The rest of the world don't like it. The BRICS, SCO, and GCC want to set up alternative monetary systems. They have been accumulating gold furiously.

If the IMF's SDR becomes the new reserve currency, it will be an inflationary currency par excellence. The source of inflation will be so obscure. The smart ones will start to blame inflation on sovereign central banks, but these central banks will simply point their fingers to the IMF. Owned by no nation, untouchable.

The BRICS, SCO and GCC are not too keen on tagging along with the IMF system unless they get more say. This could result in a Bretton-Woods style monetary system, where gold is once again reestablished as an anchor.

In any case, the end of the USD standard is drawing near. The 20th century witnessed 3 changes in the world monetary system. Each time, gold is revalued upwards massively to account for devalued currencies. The new change in the world monetary system will be the first one for the 21st century. Lots of investors will lose money . Lots of investors will gain money too.

Paul Volcker, Bretton Woods, Gold standard

Former Federal Reserve chairman Paul Volcker has hinted at a new Bretton Woods to prevent "destructive financial crisis."
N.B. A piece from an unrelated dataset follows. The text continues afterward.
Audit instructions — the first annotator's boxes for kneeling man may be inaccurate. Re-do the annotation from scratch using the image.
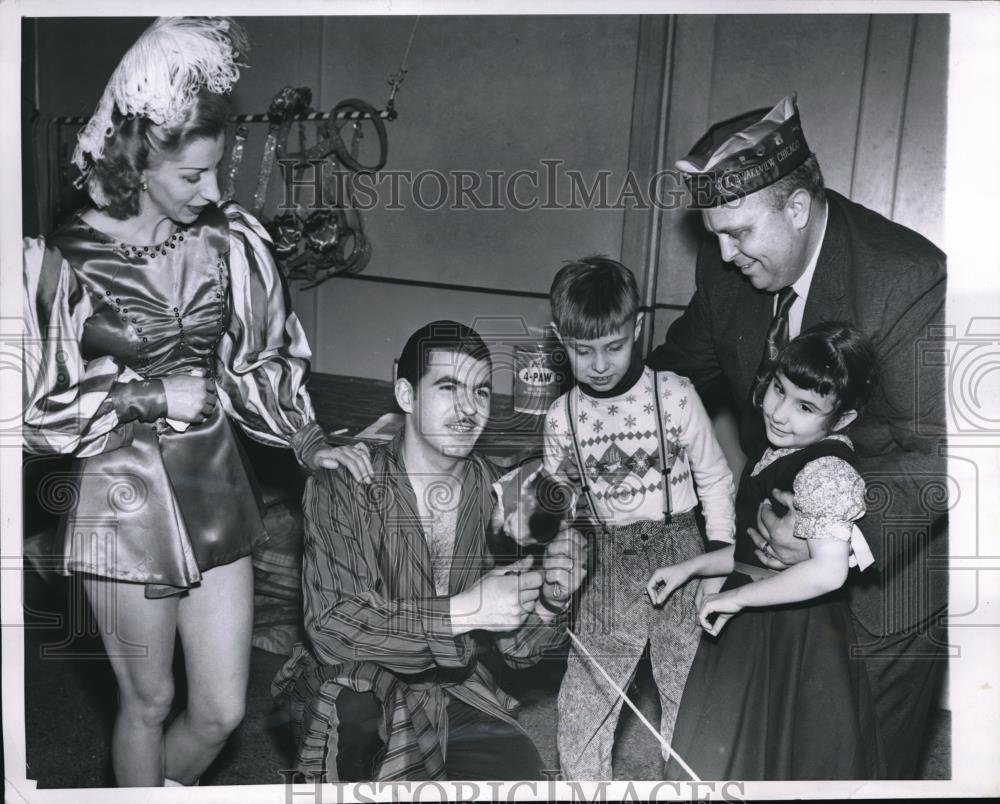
[274,321,585,781]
Volcker said in his Bretton Woods speech this past May:

"Was the exorbitant privilege of the dollar as a reserve currency also a dangerous temptation to procrastinate - an impediment to timely policy adjustments, risking eventual breakdown?"
A new Bretton Woods conference? We are long ways from that. But surely events have raised, whether we want to admit it or not, some fundamental questions that have been ignored for decades.

New York Times on Latvia in 2013

New York Times on Latvia in 2013: 

When a credit-fueled economic boom turned to bust in this tiny Baltic nation in 2008, Didzis Krumins, who ran a small architectural company, fired his staff... and then shut down the business. He watched in dismay as Latvia's misery deepened under a harsh austerity drive that scythed wages, jobs and state financing for schools and hospitals. 

But instead of taking to the streets to protest the cuts, Mr. Krumins... bought a tractor and begun hauling wood to heating plants that needed fuel. Then, as Latvia's economy began to pull out of its nose-dive, he returned to architecture and today employs 15 people - five more than he had before.

Real austerity vs fake austerity

Real austerity vs fake austerity.
Economic prudence vs Keynesian-style stimulus.


After the economic collapses in both groups in 2008, GIIPS raised taxes and hardly cut spending (many people were led to believe they have austerity just because the news headlines said so). BELL took drastic austerity measures with govt layoffs and real spending cuts (such as 35% salary cuts for ministers. Now that's austerity!).

Results: GIIPS are still muddling along and more trouble lies ahead. BELL had a longer recession but also a dramatic turnaround and their growths are now the highest in the EU.

Moral of the story: Economic prudence works. Keynesian-style stimulus fails. Keynesianism has a dismal track record over the decades and lack empirical support for its claims, yet it is being taught in schools and followed blindly in the financial world. Let a real recession happen. Cut govt spending with a chainsaw. Take the pain and let the free market work. The economy will restructure and become stronger.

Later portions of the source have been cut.